Hillbilly est la dernière création d'Eric Powell. Au premier abord, le personnage de Rondel est un peu moins brutal que son cousin The Goon… jusqu'à ce qu'il sorte son hachoir. C'est un genre de vagabond imposant et aveugle, fagoté comme un trappeur en retour d'hivernage et équipé d'un énorme hachoir, dont on apprend qu'il fut autrefois volé à Lucifer en personne. Son visage est marqué par les larmes noires qu'il pleura lorsqu'une sorcière ruina son enfance. Depuis, il parcourt le monde accompagné d'une ourse géante et caractérielle, en découpant les créatures maléfiques qui croisent sa route. Et ça tombe bien, étant donné que l'univers de Powell grouille de sorcières, goules, trolls, violonistes vampires, chiens à dents de sabre, serpents volants et autres sangliers géants… L'environnement du Hillbilly est conforme à ce qu'annonce le titre.

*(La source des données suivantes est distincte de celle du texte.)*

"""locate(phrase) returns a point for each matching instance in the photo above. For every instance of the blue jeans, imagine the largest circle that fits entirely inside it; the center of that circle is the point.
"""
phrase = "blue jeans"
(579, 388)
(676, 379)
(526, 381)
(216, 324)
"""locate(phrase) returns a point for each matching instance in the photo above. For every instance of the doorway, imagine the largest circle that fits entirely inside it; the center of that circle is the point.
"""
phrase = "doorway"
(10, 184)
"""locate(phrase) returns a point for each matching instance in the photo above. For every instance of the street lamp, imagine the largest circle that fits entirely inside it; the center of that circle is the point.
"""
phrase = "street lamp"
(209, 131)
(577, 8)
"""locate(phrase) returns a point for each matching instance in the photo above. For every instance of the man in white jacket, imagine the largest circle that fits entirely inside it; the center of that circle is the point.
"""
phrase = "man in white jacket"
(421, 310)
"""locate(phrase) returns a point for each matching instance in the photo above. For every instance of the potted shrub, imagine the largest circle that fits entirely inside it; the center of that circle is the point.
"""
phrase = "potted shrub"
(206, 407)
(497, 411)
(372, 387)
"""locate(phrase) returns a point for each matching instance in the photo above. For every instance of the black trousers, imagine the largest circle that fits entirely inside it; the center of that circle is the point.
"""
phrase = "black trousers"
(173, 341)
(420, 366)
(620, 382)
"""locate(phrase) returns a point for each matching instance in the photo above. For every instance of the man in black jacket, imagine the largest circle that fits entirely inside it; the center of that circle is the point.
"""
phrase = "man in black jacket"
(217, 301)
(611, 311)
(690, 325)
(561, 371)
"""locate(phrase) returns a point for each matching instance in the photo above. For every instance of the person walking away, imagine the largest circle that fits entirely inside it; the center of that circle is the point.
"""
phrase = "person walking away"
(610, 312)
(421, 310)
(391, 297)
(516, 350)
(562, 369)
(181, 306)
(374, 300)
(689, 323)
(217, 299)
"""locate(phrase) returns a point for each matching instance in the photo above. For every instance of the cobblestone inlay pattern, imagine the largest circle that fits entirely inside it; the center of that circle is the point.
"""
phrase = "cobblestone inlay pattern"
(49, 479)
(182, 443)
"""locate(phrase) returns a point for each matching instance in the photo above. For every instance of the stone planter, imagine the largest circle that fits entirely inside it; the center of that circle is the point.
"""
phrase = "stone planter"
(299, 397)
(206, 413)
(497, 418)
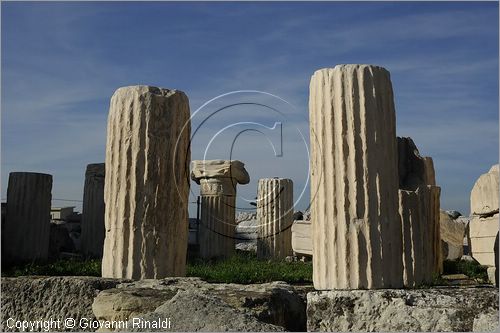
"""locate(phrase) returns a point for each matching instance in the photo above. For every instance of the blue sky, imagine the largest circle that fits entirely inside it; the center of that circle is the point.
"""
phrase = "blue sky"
(61, 62)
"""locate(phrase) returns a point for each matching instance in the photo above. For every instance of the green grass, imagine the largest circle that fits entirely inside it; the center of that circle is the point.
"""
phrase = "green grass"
(470, 268)
(72, 267)
(246, 268)
(241, 268)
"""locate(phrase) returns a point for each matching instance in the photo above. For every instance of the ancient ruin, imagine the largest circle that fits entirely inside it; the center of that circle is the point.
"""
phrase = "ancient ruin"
(357, 241)
(27, 226)
(146, 184)
(419, 201)
(92, 236)
(275, 217)
(218, 180)
(483, 228)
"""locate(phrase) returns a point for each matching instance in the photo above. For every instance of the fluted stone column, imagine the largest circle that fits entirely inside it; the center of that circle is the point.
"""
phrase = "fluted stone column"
(92, 238)
(419, 213)
(27, 229)
(419, 203)
(218, 180)
(274, 217)
(146, 183)
(356, 232)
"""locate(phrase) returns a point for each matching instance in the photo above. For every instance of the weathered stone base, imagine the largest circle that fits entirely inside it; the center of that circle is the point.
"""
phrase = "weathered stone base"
(44, 298)
(420, 310)
(194, 305)
(190, 304)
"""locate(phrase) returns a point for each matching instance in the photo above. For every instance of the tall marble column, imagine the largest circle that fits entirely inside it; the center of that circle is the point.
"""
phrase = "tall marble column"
(218, 180)
(419, 202)
(356, 234)
(27, 228)
(92, 238)
(275, 218)
(146, 185)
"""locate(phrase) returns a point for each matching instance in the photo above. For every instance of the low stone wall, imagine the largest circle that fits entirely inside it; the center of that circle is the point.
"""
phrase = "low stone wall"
(189, 304)
(45, 298)
(417, 310)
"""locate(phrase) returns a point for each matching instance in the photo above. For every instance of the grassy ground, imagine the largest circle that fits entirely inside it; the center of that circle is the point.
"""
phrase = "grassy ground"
(470, 268)
(241, 268)
(246, 268)
(63, 267)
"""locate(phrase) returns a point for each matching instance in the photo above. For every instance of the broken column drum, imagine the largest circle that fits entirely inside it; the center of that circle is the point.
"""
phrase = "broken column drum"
(218, 180)
(92, 238)
(356, 234)
(419, 202)
(27, 228)
(275, 218)
(146, 183)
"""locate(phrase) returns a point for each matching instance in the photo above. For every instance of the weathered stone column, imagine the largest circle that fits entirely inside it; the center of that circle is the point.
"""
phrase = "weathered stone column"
(483, 228)
(354, 184)
(92, 238)
(419, 202)
(419, 214)
(146, 184)
(27, 229)
(275, 218)
(217, 180)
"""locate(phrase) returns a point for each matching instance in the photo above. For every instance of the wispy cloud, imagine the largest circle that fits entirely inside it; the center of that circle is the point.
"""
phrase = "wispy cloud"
(61, 62)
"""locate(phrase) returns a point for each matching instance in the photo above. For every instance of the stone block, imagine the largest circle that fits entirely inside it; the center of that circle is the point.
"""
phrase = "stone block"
(356, 234)
(27, 229)
(275, 218)
(146, 183)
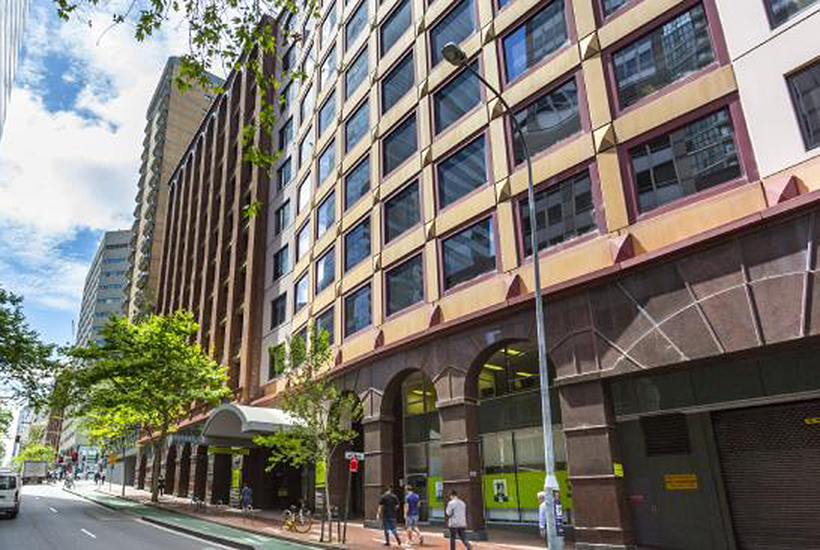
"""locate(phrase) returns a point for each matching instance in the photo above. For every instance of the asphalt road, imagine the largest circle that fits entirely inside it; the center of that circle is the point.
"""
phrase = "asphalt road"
(51, 518)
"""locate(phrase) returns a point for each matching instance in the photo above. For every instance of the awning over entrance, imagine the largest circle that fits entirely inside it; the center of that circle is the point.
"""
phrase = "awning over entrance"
(232, 422)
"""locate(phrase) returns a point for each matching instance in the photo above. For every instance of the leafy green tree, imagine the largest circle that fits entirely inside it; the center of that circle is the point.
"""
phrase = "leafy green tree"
(323, 413)
(147, 375)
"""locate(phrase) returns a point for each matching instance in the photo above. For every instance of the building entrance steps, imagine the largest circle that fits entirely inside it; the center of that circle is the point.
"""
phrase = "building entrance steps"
(178, 513)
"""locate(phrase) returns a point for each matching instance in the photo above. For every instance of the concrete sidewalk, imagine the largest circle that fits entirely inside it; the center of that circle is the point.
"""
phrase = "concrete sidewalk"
(267, 524)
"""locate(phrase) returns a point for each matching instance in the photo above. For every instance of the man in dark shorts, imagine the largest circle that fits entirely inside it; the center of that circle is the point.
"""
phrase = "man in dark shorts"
(388, 509)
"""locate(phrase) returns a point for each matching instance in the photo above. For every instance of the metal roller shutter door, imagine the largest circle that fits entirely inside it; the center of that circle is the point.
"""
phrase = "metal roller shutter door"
(770, 458)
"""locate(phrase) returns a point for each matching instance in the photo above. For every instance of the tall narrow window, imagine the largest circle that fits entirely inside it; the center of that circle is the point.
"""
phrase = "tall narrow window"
(562, 212)
(469, 253)
(665, 55)
(535, 39)
(548, 120)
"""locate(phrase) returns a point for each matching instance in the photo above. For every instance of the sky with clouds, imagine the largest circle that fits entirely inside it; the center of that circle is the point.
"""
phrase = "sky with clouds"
(70, 152)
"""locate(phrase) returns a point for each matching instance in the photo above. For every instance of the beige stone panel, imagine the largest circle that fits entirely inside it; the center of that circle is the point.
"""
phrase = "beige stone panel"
(449, 141)
(402, 246)
(469, 207)
(403, 325)
(690, 220)
(546, 74)
(487, 293)
(709, 87)
(597, 96)
(612, 190)
(633, 19)
(569, 154)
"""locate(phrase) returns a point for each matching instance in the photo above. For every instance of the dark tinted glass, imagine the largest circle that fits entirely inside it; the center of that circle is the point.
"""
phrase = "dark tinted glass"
(539, 36)
(462, 172)
(667, 54)
(698, 156)
(394, 26)
(357, 125)
(469, 253)
(456, 98)
(356, 73)
(399, 145)
(562, 211)
(356, 23)
(358, 311)
(780, 11)
(405, 285)
(548, 120)
(401, 212)
(357, 244)
(327, 114)
(398, 82)
(357, 182)
(457, 25)
(326, 270)
(805, 88)
(325, 215)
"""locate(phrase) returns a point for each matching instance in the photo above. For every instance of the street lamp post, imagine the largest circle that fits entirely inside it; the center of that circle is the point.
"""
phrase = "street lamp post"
(555, 536)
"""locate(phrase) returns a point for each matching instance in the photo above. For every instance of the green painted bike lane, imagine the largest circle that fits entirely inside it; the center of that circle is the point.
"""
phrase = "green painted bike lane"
(214, 532)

Powell ancre son récit « dans le territoire d'antan situé dans les Appalaches ». On navigue chez les ploucs échappés de Délivrancedueling banjos, « fais l'cochon ! »… – Des gens fringués avec des salopettes crasseuses, avec leur esprit étroit, leur haine des étrangers, leur peur du diable, leurs cruchons d'alcool frelaté, leurs tourtes à la citrouille, leurs tronches d'abrutis consanguins… Powell s'en donne à cœur joie dans la peinture d'une humanité superstitieuse, mesquine et dégénérée. Face à ces tristes spécimens, le bestiaire griffu et les sorcières ricanantes qui hantent collines et forêts passeraient presque des parangons d'humanité. Rondel met un peu d'ordre dans ce merdier, avec son ustensile de tueur des abattoirs. Tourmenté, solitaire, il traîne une histoire complexe qu'il nous dévoile par bribes au fil des récits qui composent ce premier album. Graphiquement, le style de Powell est immédiatement reconnaissable. Il excelle dans la représentation d'humains plus ou moins tarés, de démons émaciés, de sorcières tordues comme de vieux ceps de vigne et de fauves effrayants. Des décors, il ne livre que le minimum, mais l'ambiance morbide est rehaussée par sa mis en couleurs gris-pastel. Ce premier volume inaugure donc une série plaisante et fort bien réalisée. Le fond des récits est peut-être un peu classique, mais leur mise en musique est remarquable. Powell est bien l'un des meilleurs dans son genre. Si vous appréciez les univers fantastiques de Courtney Crumrin ou de L'Étrange Vie de Nobody Owens, vous devriez adorer Hillbilly.